Astronomers are planning to collect a meteorite from another star system that crashed into the Pacific Ocean with an energy equivalent to 110 tons of TNT.
Simulation of a meteorite heading towards Earth. (Photo: Maciej Frolow)
A research team from Harvard University hopes to find fragments of the interstellar meteorite named CNEOS 2014-01-08 that struck Earth on January 8, 2014. Discovering such fragments would represent humanity’s first contact with material larger than dust from outside the Solar System, according to Amir Siraj, an astrophysicist at Harvard University and the lead author of the study published on the ArXiv database on August 5.
Siraj identified the interstellar origin of the object in a 2019 study with 99.999% certainty, but it wasn’t until May 2022 that the U.S. Space Command confirmed his conclusion. No eyewitnesses observed the object as it struck Earth. “The meteorite passed through the atmosphere about 160 km off the coast of Papua New Guinea at midnight, with energy equivalent to 1% of the atomic bomb dropped on Hiroshima,” Siraj stated.
With a width of 0.5 meters, CNEOS 2014-01-08 is now the first interstellar object identified in the Solar System. Previously, this title belonged to an ‘Oumuamua, a cigar-shaped object discovered in 2017 through the Pan-STARRS observatory, traveling through the Solar System at a speed of nearly 92,000 km/h. CNEOS 2014-01-08 is believed to originate from another star system as it moves at 60 km/second, too fast to be influenced by the Sun’s gravitational pull. According to Siraj, CNEOS 2014-01-08 exceeds the speed limit for objects being attracted by the Sun.

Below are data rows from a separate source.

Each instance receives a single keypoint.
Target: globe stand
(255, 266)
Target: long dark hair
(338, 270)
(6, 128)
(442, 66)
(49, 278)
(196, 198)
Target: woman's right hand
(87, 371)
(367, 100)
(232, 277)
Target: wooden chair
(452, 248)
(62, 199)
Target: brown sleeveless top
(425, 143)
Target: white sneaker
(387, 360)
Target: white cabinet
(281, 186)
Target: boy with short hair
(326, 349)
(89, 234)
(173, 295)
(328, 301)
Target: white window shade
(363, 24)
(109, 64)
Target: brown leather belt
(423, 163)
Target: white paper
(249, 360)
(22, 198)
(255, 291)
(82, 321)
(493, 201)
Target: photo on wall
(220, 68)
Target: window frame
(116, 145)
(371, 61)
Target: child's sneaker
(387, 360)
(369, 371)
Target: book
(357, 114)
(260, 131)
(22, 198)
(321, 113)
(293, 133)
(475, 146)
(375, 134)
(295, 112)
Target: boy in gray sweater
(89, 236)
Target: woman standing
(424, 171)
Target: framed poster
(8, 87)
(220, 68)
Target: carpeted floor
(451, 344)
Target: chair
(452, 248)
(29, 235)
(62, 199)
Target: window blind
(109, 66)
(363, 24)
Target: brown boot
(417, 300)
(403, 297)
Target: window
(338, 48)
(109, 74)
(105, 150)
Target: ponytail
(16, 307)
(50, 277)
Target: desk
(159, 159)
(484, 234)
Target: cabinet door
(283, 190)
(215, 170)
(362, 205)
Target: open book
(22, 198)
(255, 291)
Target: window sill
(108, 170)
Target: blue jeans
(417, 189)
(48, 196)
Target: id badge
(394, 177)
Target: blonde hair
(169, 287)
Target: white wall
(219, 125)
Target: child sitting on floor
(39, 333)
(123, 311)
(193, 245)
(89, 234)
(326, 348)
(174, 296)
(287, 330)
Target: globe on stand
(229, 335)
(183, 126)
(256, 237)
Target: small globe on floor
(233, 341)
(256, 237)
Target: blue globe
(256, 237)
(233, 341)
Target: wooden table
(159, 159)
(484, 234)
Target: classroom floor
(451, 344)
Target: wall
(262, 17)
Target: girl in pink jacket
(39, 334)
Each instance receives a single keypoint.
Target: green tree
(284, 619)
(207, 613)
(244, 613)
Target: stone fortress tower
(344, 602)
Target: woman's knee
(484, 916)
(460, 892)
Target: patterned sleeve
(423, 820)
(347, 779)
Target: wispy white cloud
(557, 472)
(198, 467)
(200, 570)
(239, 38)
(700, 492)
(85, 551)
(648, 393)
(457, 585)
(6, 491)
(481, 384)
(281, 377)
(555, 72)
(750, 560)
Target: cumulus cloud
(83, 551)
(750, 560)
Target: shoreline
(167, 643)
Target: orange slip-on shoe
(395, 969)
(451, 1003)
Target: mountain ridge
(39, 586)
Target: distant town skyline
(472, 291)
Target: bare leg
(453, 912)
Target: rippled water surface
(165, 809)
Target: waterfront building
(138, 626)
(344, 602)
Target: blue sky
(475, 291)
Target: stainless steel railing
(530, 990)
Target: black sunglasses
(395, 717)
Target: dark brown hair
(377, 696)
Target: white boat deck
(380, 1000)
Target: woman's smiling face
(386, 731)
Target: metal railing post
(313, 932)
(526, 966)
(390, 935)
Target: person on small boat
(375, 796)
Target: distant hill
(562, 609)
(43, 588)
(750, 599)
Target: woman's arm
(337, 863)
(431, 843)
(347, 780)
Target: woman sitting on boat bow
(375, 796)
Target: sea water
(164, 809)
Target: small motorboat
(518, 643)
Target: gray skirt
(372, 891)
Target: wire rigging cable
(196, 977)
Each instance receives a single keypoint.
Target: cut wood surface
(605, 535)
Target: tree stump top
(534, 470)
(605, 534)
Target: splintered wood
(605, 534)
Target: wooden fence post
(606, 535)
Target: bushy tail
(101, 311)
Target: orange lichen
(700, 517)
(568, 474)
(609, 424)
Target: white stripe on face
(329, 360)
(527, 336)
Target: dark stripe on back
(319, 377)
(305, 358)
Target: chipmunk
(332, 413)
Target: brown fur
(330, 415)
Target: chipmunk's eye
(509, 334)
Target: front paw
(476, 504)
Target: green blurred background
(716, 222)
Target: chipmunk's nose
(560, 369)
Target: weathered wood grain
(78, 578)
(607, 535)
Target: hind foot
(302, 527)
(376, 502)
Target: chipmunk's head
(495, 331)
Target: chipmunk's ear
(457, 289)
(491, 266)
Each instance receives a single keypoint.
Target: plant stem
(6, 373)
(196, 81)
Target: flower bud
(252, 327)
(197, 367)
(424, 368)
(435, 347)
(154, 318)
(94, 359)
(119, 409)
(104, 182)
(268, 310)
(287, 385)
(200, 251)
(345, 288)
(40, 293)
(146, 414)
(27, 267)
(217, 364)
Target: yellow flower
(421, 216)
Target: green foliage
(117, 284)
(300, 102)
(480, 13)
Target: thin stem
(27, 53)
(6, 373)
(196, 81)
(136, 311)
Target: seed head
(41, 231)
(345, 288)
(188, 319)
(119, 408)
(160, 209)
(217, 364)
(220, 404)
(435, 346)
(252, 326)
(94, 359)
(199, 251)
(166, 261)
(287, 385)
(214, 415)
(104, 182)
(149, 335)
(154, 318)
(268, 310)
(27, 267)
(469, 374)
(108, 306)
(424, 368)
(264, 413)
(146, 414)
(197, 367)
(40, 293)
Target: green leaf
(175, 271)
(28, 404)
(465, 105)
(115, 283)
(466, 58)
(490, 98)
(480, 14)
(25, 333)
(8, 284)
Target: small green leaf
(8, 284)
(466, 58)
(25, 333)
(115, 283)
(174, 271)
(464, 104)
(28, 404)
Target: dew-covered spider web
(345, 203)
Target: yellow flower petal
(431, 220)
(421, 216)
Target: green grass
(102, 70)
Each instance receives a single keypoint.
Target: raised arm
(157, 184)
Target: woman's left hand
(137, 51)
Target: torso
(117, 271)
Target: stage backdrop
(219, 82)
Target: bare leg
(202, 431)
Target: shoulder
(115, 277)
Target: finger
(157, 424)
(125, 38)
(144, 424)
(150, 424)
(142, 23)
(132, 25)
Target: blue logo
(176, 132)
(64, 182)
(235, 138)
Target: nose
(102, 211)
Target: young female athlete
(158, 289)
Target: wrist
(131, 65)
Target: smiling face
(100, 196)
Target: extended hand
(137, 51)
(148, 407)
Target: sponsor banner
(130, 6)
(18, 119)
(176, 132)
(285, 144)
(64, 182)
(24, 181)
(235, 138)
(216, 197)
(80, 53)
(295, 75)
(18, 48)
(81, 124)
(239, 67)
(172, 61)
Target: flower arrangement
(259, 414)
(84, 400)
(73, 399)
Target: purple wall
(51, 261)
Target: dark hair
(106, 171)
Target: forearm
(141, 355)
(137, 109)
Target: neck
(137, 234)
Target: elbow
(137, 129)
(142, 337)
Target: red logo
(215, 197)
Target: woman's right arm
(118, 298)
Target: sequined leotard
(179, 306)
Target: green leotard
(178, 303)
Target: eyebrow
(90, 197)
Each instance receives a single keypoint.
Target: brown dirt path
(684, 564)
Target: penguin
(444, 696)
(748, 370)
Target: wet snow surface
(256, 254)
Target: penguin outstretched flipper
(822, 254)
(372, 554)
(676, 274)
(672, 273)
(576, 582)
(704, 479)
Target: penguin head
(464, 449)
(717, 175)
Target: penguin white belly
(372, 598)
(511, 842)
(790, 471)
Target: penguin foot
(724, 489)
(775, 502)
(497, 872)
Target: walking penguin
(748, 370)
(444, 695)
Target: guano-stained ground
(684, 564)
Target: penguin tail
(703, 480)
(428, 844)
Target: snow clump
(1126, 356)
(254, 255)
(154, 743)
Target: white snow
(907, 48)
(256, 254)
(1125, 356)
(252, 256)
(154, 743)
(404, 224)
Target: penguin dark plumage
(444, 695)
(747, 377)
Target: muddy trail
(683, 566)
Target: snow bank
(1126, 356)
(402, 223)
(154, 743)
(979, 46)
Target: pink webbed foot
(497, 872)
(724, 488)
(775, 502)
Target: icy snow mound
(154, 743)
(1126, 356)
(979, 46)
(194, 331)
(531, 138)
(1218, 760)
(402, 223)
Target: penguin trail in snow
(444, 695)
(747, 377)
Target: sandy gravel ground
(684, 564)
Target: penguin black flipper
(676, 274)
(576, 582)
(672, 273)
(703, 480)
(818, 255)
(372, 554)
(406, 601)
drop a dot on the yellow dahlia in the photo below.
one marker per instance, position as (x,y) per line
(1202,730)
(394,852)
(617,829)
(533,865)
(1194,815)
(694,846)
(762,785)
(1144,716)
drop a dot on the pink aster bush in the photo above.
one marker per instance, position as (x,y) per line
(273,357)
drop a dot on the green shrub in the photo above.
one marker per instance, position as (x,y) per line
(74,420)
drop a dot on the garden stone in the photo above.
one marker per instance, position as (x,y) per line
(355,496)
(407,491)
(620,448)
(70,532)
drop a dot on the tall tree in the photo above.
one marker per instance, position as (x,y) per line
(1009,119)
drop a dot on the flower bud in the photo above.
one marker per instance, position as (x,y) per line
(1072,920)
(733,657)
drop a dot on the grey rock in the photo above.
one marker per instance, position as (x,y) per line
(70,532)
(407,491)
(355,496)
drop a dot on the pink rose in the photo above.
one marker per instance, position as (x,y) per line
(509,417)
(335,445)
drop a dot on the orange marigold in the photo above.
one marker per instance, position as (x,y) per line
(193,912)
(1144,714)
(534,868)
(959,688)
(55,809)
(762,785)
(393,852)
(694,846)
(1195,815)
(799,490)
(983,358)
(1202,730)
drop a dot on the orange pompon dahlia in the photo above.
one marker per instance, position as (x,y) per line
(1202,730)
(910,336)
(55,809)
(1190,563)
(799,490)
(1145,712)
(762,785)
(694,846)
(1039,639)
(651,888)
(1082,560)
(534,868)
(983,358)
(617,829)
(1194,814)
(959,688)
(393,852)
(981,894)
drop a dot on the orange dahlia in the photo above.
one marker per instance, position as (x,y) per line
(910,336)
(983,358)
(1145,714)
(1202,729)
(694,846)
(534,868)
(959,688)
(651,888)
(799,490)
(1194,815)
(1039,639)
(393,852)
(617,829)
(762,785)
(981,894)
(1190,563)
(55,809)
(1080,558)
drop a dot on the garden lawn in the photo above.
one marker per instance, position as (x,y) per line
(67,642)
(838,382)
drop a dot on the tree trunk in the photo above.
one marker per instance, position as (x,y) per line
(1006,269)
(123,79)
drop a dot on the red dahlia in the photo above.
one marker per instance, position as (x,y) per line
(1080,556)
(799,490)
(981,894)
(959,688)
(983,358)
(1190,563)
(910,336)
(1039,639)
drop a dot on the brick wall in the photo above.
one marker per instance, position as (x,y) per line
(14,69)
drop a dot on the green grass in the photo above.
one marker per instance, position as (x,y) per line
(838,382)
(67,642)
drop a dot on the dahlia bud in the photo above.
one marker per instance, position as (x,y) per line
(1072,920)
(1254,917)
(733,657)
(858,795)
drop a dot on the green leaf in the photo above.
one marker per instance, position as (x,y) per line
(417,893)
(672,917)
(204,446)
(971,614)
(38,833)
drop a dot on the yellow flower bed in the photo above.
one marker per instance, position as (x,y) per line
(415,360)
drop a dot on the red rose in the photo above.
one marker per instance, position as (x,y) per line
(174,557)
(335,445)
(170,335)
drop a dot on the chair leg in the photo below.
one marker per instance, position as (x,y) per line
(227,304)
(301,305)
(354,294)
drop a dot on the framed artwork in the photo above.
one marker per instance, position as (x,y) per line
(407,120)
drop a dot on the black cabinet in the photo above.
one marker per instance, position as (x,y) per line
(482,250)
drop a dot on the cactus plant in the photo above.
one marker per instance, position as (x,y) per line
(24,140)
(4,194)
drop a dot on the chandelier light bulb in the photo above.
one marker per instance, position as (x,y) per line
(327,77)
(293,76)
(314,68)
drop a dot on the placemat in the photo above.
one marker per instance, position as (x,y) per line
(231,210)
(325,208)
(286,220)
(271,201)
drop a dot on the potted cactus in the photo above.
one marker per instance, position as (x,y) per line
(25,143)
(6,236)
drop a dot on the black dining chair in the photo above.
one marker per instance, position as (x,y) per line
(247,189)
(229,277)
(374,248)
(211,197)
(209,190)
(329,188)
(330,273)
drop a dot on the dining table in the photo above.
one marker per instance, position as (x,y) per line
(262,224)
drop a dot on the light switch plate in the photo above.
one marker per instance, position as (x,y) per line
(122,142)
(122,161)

Since the meteorite did not come near any other planets along its path, it certainly must have originated from outside the Solar System.
Siraj mentioned that he and his colleagues will conduct a $1.6 million expedition to deploy a large magnet the size of a bed at 1.3 degrees south latitude and 147.6 degrees east longitude, the location where the meteorite fell as identified by the U.S. Department of Defense. This site is approximately 300 km north of Manus Island in the Bismarck Sea, southwest of the Pacific Ocean.
CNEOS 2014-01-08 has material properties that far exceed those of ordinary iron meteorites, making collection easier. Material strength refers to the ability to withstand deformation or damage due to weight. “Most meteorites contain enough iron to be attracted to the type of magnet we plan to use for the marine expedition in the Galileo project,” Siraj noted. “With its extremely high material strength, it is likely that fragments of CNEOS 2014-01-08 are metallic iron.”
Setting sail from Papua New Guinea, the Galileo project ship will use a magnet mounted on a winch to drag along the seabed at a depth of 1.7 km for 10 days. The research team hopes to collect small fragments of the meteorite down to 0.1 mm in size. However, they have not disclosed the timeline for the expedition.